Showing posts with label Pandas. Show all posts
Showing posts with label Pandas. Show all posts

Sunday, 18 May 2025

Displaying weather data using Seaborn with Python

Using the library Seaborn, built on top of MatPlotLib, displaying weather data is convenient. Using Anaconda and Jupyter Notebook, working on the data is user friendly. First off, let's look at a data set containing some Norwegian weather data. The following data set, contains weather data from Norway from 2020-2021 for 55 meterological stations. (13,61 MB in size), available on DbCL v1.0 license (meaning, free of use , 'as-is' warranty) on the Kaggle.com website.

https://www.kaggle.com/datasets/annbengardt/noway-meteorological-data/data

First off, the following imports are done in the Jupyter Notebook. This is a free IDE part of the Anaconda distribution that is prepared for data visualization, that runs in a browser.

NorwayMeteoDemo1.pynb


import seaborn as sns
import pandas as pd
import matplotlib.pyplot as plt

Next off, using Pandas, Python's Data Analysis Library, the data is prepared from the mentioned dataset. The format is in CSV format. Also, columns are added dynamically to the dataset. A moving 14-days average of the daily maxmimum air temperature is added using the rolling method and setting window to 14. Also, a date column is added. Our dataset contains three int64 values day, month and year. We combine these to create a date column.

NorwayMeteoDemo1.pynb


df = pd.read_csv("datasets/weather/NorwayMeteoDataCompleted.csv")
df['moving_max_air_temp_avg'] = df['max(air_temperature P1D)'].rolling(window = 14, min_periods = 1).mean()
df['date'] = pd.to_datetime(df[['year', 'month', 'day']])

Note the use of min_periods set to 1 for the moving average. Or else, you will get NaN in the start of the data of your created moving average column and the way Python works, it will cause NaN for all the next periods too ! Next, choosing what data to display. The following data will be shown in the demo.
  • Station id : SN69100 (This is Værnes - Trondheim Airport weather station by the way,
  • Year 2020
The station ids can be looked up here on this user's Github GIST: https://gist.github.com/ofaltins/c1f0158f1766c8bd695b2c8d545c052c The following code set up the filtered data and saves it into a variable

NorwayMeteoDemo1.pynb


filtered_df_2020= df[ 
    (df['sourceId'] == 'SN69100')  &
    (df['year'] == 2020)
]

Next up, the data is then displayed. The demo will show two lineplots, first the maximum air temperature as a lineplot using Seaborn. In addition, another line plot with the moving 14 days average of the daily maximum air temperature. Also, a bar plot is added below these two line plots. Note that the bar plot used here is bar and not barplot. Barplot is available in Seaborn, while Bar is available in the MatPlotLib.

NorwayMeteoDemo1.pynb



sns.set_style('whitegrid') # set the style to 'whitegrid' 

# Create a 2x1 subplot

fig, (ax1, ax2) = plt.subplots(2, 1, figsize=(12, 10), sharex=True)

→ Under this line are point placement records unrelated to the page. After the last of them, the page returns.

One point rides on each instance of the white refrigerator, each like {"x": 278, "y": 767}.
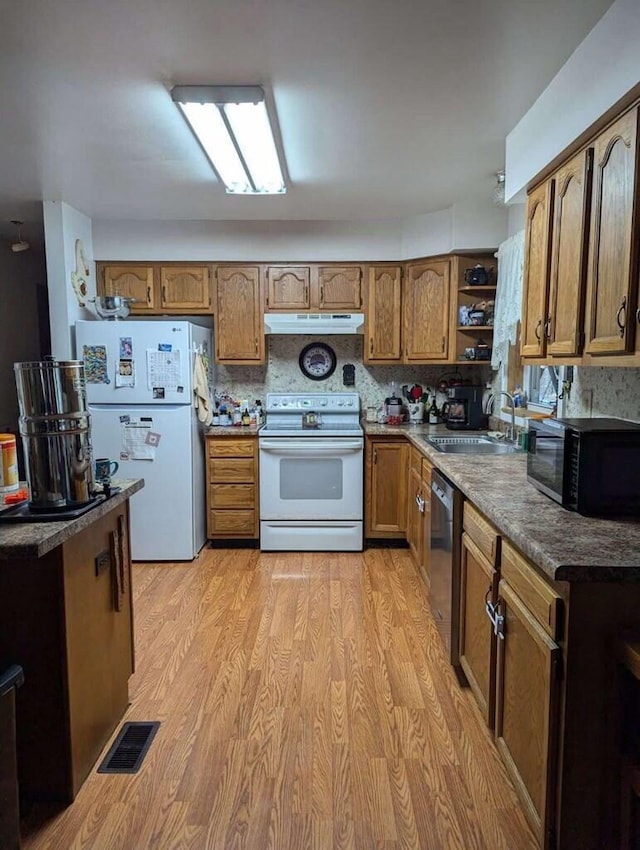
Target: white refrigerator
{"x": 140, "y": 396}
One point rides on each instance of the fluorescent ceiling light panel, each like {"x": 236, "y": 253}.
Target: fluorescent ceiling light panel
{"x": 250, "y": 125}
{"x": 208, "y": 125}
{"x": 232, "y": 125}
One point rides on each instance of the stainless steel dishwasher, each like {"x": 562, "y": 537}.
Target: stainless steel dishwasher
{"x": 444, "y": 548}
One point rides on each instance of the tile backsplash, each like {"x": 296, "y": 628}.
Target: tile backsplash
{"x": 281, "y": 373}
{"x": 605, "y": 391}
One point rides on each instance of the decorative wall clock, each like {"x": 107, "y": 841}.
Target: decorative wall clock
{"x": 317, "y": 361}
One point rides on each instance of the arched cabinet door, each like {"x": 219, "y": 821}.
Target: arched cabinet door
{"x": 613, "y": 243}
{"x": 238, "y": 319}
{"x": 536, "y": 270}
{"x": 569, "y": 243}
{"x": 426, "y": 305}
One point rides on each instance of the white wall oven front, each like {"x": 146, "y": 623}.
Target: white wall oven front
{"x": 311, "y": 493}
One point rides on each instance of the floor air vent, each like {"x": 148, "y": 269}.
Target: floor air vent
{"x": 129, "y": 749}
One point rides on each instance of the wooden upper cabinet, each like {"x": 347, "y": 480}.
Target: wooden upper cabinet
{"x": 536, "y": 269}
{"x": 238, "y": 320}
{"x": 340, "y": 288}
{"x": 383, "y": 315}
{"x": 185, "y": 288}
{"x": 612, "y": 267}
{"x": 130, "y": 281}
{"x": 569, "y": 240}
{"x": 426, "y": 307}
{"x": 288, "y": 288}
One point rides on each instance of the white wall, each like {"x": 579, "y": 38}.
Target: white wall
{"x": 422, "y": 235}
{"x": 459, "y": 227}
{"x": 603, "y": 68}
{"x": 478, "y": 225}
{"x": 245, "y": 240}
{"x": 63, "y": 226}
{"x": 20, "y": 275}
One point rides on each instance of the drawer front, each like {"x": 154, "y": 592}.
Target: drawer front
{"x": 219, "y": 447}
{"x": 543, "y": 602}
{"x": 232, "y": 523}
{"x": 481, "y": 531}
{"x": 233, "y": 495}
{"x": 232, "y": 469}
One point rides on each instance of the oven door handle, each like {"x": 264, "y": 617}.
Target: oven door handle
{"x": 323, "y": 446}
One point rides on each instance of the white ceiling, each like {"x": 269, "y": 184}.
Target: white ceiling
{"x": 386, "y": 108}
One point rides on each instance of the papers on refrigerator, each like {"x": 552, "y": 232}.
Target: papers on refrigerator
{"x": 139, "y": 440}
{"x": 164, "y": 369}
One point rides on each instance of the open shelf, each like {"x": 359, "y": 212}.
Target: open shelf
{"x": 474, "y": 328}
{"x": 487, "y": 288}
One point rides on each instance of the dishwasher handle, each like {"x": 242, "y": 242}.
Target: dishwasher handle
{"x": 442, "y": 495}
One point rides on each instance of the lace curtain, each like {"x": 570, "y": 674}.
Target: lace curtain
{"x": 508, "y": 297}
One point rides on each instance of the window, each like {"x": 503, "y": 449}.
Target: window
{"x": 541, "y": 385}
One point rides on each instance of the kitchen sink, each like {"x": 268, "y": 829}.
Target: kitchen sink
{"x": 478, "y": 444}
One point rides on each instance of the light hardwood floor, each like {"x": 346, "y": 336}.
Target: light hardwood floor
{"x": 304, "y": 703}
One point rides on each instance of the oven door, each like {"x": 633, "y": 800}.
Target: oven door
{"x": 311, "y": 478}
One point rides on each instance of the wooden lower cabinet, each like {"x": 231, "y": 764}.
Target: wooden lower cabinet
{"x": 527, "y": 710}
{"x": 528, "y": 689}
{"x": 386, "y": 470}
{"x": 479, "y": 558}
{"x": 415, "y": 506}
{"x": 68, "y": 621}
{"x": 232, "y": 487}
{"x": 478, "y": 585}
{"x": 425, "y": 564}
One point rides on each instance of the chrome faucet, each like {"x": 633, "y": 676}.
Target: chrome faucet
{"x": 511, "y": 430}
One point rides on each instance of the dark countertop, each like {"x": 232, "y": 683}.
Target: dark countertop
{"x": 564, "y": 545}
{"x": 35, "y": 539}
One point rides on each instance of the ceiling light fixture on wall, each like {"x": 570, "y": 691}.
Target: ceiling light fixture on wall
{"x": 232, "y": 125}
{"x": 19, "y": 244}
{"x": 498, "y": 192}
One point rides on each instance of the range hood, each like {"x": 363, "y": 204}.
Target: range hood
{"x": 315, "y": 324}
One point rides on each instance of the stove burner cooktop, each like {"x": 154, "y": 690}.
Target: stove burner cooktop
{"x": 312, "y": 415}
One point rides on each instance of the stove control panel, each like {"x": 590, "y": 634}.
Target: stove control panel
{"x": 292, "y": 402}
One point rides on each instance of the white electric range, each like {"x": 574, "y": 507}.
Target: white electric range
{"x": 311, "y": 466}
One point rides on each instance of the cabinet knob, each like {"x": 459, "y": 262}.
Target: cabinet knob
{"x": 537, "y": 330}
{"x": 621, "y": 316}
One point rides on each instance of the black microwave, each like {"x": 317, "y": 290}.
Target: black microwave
{"x": 591, "y": 466}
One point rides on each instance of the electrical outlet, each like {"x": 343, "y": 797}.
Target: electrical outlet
{"x": 586, "y": 402}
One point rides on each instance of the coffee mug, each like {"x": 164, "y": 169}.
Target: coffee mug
{"x": 105, "y": 468}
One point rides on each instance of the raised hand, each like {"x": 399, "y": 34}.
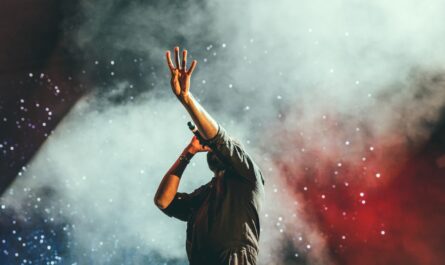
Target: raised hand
{"x": 180, "y": 79}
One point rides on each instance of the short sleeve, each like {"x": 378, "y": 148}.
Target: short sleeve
{"x": 234, "y": 154}
{"x": 182, "y": 205}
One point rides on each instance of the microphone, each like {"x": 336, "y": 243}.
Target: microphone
{"x": 195, "y": 131}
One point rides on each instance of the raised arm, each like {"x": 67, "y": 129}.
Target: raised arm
{"x": 169, "y": 185}
{"x": 232, "y": 152}
{"x": 180, "y": 83}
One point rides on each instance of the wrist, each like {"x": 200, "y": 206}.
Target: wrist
{"x": 186, "y": 99}
{"x": 189, "y": 152}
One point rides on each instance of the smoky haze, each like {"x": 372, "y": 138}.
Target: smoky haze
{"x": 264, "y": 69}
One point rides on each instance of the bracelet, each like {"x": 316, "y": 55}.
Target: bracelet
{"x": 184, "y": 158}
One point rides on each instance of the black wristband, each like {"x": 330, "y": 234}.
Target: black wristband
{"x": 184, "y": 158}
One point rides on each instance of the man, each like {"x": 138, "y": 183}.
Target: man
{"x": 223, "y": 215}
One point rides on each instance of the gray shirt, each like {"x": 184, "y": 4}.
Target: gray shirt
{"x": 224, "y": 223}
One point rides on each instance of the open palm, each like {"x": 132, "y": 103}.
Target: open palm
{"x": 180, "y": 76}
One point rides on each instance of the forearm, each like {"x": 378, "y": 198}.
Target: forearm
{"x": 170, "y": 182}
{"x": 207, "y": 126}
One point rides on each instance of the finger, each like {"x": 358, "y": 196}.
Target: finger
{"x": 192, "y": 67}
{"x": 169, "y": 61}
{"x": 177, "y": 57}
{"x": 184, "y": 60}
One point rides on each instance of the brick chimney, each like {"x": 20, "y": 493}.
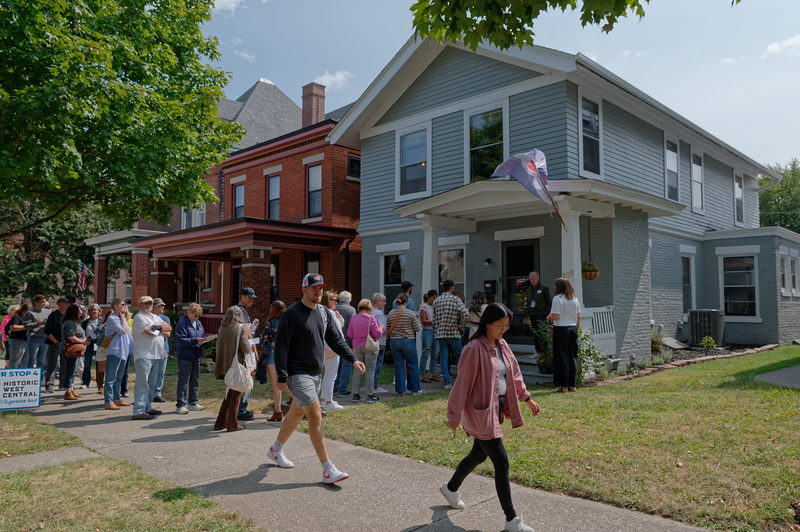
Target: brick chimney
{"x": 313, "y": 104}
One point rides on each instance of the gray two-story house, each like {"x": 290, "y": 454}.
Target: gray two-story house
{"x": 667, "y": 211}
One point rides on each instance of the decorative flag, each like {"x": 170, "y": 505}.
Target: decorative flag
{"x": 82, "y": 277}
{"x": 530, "y": 169}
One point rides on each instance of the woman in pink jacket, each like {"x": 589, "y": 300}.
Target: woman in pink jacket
{"x": 483, "y": 395}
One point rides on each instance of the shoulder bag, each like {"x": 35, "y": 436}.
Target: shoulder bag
{"x": 238, "y": 377}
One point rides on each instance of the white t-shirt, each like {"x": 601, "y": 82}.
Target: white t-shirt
{"x": 568, "y": 309}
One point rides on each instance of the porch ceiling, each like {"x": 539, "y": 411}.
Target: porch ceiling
{"x": 506, "y": 198}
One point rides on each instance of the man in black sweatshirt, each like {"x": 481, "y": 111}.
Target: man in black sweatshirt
{"x": 303, "y": 332}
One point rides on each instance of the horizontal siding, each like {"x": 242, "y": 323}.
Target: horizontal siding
{"x": 447, "y": 152}
{"x": 453, "y": 76}
{"x": 633, "y": 151}
{"x": 538, "y": 119}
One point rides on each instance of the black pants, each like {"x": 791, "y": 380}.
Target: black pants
{"x": 496, "y": 452}
{"x": 565, "y": 356}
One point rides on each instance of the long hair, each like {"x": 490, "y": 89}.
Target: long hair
{"x": 493, "y": 312}
{"x": 276, "y": 310}
{"x": 563, "y": 286}
{"x": 233, "y": 316}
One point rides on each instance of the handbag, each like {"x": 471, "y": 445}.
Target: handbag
{"x": 238, "y": 376}
{"x": 372, "y": 344}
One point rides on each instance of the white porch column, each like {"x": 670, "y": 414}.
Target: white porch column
{"x": 571, "y": 249}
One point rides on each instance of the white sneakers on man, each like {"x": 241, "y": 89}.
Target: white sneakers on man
{"x": 453, "y": 498}
{"x": 280, "y": 458}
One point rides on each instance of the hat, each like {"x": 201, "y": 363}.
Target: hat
{"x": 249, "y": 292}
{"x": 313, "y": 279}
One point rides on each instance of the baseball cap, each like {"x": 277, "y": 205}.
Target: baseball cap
{"x": 249, "y": 292}
{"x": 313, "y": 279}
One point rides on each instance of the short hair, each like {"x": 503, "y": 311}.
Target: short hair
{"x": 364, "y": 304}
{"x": 377, "y": 296}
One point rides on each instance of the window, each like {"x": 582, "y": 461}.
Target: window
{"x": 738, "y": 199}
{"x": 697, "y": 183}
{"x": 315, "y": 191}
{"x": 672, "y": 170}
{"x": 274, "y": 198}
{"x": 238, "y": 201}
{"x": 354, "y": 167}
{"x": 413, "y": 172}
{"x": 451, "y": 266}
{"x": 590, "y": 136}
{"x": 394, "y": 273}
{"x": 312, "y": 262}
{"x": 739, "y": 286}
{"x": 485, "y": 143}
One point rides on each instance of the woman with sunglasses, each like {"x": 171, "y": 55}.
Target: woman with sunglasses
{"x": 483, "y": 396}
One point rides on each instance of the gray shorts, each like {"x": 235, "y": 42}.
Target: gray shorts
{"x": 304, "y": 388}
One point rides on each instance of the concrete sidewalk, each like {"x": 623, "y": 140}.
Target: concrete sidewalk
{"x": 384, "y": 492}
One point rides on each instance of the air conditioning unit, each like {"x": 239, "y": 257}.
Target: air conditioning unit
{"x": 706, "y": 322}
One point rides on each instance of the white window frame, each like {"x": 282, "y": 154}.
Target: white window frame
{"x": 583, "y": 94}
{"x": 677, "y": 143}
{"x": 469, "y": 113}
{"x": 700, "y": 154}
{"x": 739, "y": 251}
{"x": 736, "y": 176}
{"x": 426, "y": 126}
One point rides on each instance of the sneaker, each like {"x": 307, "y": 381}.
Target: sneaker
{"x": 330, "y": 407}
{"x": 280, "y": 458}
{"x": 517, "y": 525}
{"x": 333, "y": 475}
{"x": 453, "y": 498}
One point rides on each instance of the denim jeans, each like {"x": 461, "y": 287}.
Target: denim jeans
{"x": 19, "y": 353}
{"x": 188, "y": 376}
{"x": 162, "y": 369}
{"x": 115, "y": 369}
{"x": 404, "y": 352}
{"x": 445, "y": 346}
{"x": 145, "y": 386}
{"x": 430, "y": 348}
{"x": 37, "y": 352}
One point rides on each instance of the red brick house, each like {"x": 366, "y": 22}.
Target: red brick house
{"x": 288, "y": 205}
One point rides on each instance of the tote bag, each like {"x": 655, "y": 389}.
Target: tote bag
{"x": 238, "y": 376}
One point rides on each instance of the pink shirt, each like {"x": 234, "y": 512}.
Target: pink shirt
{"x": 358, "y": 327}
{"x": 475, "y": 401}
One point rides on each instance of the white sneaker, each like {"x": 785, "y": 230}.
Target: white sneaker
{"x": 517, "y": 525}
{"x": 453, "y": 498}
{"x": 330, "y": 407}
{"x": 280, "y": 458}
{"x": 333, "y": 475}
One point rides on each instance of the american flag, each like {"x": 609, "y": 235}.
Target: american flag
{"x": 82, "y": 277}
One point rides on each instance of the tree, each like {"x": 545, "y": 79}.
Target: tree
{"x": 109, "y": 103}
{"x": 507, "y": 23}
{"x": 780, "y": 205}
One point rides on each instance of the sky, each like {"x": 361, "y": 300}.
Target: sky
{"x": 733, "y": 71}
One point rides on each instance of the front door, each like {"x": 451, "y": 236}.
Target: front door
{"x": 519, "y": 259}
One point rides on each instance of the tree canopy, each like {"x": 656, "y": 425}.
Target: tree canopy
{"x": 108, "y": 103}
{"x": 507, "y": 23}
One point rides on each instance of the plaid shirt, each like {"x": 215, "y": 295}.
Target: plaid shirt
{"x": 448, "y": 312}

sns.lineplot(data = filtered_df_2020, x = filtered_df_2020['date'], y = filtered_df_2020['max(air_temperature P1D)'], label='Daily max air temperature (C)', linewidth = 1.5, color = 'pink', ax = ax1)

sns.lineplot(data = filtered_df_2020, x = filtered_df_2020['date'], y = filtered_df_2020['moving_max_air_temp_avg'], label='14-day moving average Daily max air temperature (C)', color = 'red', linewidth = 1.8, ax = ax1)

ax2.bar(filtered_df_2020['date'], filtered_df_2020['sum(precipitation_amount P1D)'], data = filtered_df_2020, color = 'blue', label = 'Daily sum precipitation (mm)')

ax1.set_title('Værnes - Weather data - 2020')

ax1.set_xlabel('Date of year')
ax1.set_ylabel('Daily max air temperature (C)')

ax2.set_xlabel('Date of year')
ax2.set_ylabel('Daily sum precipitation (mm)')



The code above shows the resulting figure consisting of a 2x1 subplots layout, the upper plot shows the 2020 daily maximum air temperature combined with a moving 14-days average as a smoothing or trending function to show the general temperature shifts every second week of the year in average. The lower plot shows a bar plot, using MatPlotLib, since Seaborn's bar plot does not handle dates as x-axis (in our dataset, datetime64 is used). Seaborn and MatPlotLib offers a ton of plotting functionality. Maybe it also could be of interest for .NET Developers to use it more often? My previous article showed how it is possible to render in the backend images using MatPlotLib and then display in a Blazor serverside app, combining both
Python and .NET. That demo used Python.Net library for the Python interop with .NET. The screenshot shows the Jupyter Notebook IDE, part of Anaconda distribution of Python tailored for data analysis and data science. It displays the plots described from the Python script above.